If the land you intend to use for your plantain farm is not rich enough with the right kind of soil, you have an option to develop the land before use. Applying organic manure like chicken manure, cow manure, etc. would improve the fertility of the soil.
While selecting a land to set up your plantain plantation watch out for a land with thick vegetation. Thick vegetation is an indication that a land contains the right soil that is rich enough for the growth of plantain.
(2) Prepare the Land / Soil
After acquiring a land for the plantation you will need to carry out land preparation activities on the land. These activities include clearing the land of bushes, trees, stones, stumps, etc. Land preparation also involves tilling the land and application of manure to improve land fertility (for less fertile land).
You may choose to use manual labor or use machines to prepare the land for planting (depending on the scale of business you intend to operate).
Read Also: Introduction and Morphology of Plantain
(3) Buy Healthy Plantain Suckers
Plantain suckers are used to grow new plantain plants. They are outgrowth (shoot) which develop from the bud at the base or corm of the mother plantain plant. Plantain suckers mostly contain short and narrow leafs which later turn into broadleaf plantain on them.
When looking for plantain sucker for your new plantain plantation, ensure you approach reputable farmers that can supply you with healthy suckers, free of disease and pest damage.

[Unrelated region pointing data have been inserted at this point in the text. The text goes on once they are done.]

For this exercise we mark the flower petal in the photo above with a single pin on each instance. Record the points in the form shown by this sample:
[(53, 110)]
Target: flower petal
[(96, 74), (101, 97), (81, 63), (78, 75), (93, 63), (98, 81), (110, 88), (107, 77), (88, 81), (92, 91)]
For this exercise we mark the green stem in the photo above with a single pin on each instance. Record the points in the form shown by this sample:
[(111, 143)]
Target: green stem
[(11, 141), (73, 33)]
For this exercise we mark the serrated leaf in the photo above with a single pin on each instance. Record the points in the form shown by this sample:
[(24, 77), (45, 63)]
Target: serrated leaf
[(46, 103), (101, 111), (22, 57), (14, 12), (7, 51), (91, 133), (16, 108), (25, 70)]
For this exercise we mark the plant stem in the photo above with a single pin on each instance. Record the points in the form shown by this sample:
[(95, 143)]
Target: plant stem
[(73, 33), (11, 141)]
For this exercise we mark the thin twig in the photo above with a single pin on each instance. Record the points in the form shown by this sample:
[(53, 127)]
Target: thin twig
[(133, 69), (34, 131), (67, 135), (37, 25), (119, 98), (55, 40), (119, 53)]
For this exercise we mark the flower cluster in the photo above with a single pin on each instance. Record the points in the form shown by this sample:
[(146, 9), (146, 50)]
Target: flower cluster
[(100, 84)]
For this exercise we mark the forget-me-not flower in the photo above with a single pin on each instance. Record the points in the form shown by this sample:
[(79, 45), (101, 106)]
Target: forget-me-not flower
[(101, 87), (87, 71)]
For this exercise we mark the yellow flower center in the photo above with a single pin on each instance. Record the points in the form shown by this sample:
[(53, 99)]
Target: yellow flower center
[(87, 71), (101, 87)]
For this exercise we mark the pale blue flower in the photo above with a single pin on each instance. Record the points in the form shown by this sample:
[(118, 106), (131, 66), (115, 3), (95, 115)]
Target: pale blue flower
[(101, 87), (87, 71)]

There are three major varieties of plantain suckers: water suckers, maidenhead and sword sucker. The water suckers are not so ideal to use for plantain farming business. They produce weak plant with low yield of plantain fruits.
To get the best out of your plantation, buy maidenhead or sword suckers. This varieties produce strong plants that are highly resistant to pest attack, have a high level of productivity, and produce healthy fruits.
Plantain suckers sell for as low as #80 in some places and as high as #150 in others, depending on your location. Most local farmers would give an attractive discount to any buyer buying in bulk. Once you buy a healthy variety of suckers it would serve you for many years to come. All you need to do is to get suckers from your own plantation.
(4) Get Labor
Depending on the size of your farm, you might have to hire laborers to carry out farming activities such as: land preparation, planting of plantain suckers, weeding and harvesting.
All these could also be done mechanically. If you have a big budget and can afford to set up a large-scale plantation then mechanized farming would be more helpful to you.
(5) Plant the Suckers
Your plantain suckers should be 4-5 feet long. While planting the suckers, keep a distance of about 8-10 feet before planting the next sucker. Ensure that the soil is moderately wet. Plantain plant does not grow well in waterlogged areas.
Read Also: Managing the fallow period in Plantains
(6) Weeding and Fertilizer Application
Weed and other unwanted plant compete for the nutrient of the soil with the plantain plant, therefore constant weeding is required. You could employ manual labor to help with the weeding or you could make use of chemicals (depends on how large your farm is).
Application of fertilizer depends on if you started the plantation on a fertile soil. However, if you must apply fertilizer on your farm make sure it has the right proportion of potassium, phosphorus and nitrogen. You could also till the dead plantain leaves to the ground to improve soil fertility.
The plantain fruits would be ready for harvest after about 8-10 months. Once the harvest season begins the plant will continue to produce more fruits till the season is over. Harvesting is done as soon as the plantain starts to ripen.
The demand for plantain is on the increase, there is always a market for the product. You could supply to companies that process plantain into flour, sell in the local market, and even export the farm produce. The market for plantain in West Africa is very large and increasing.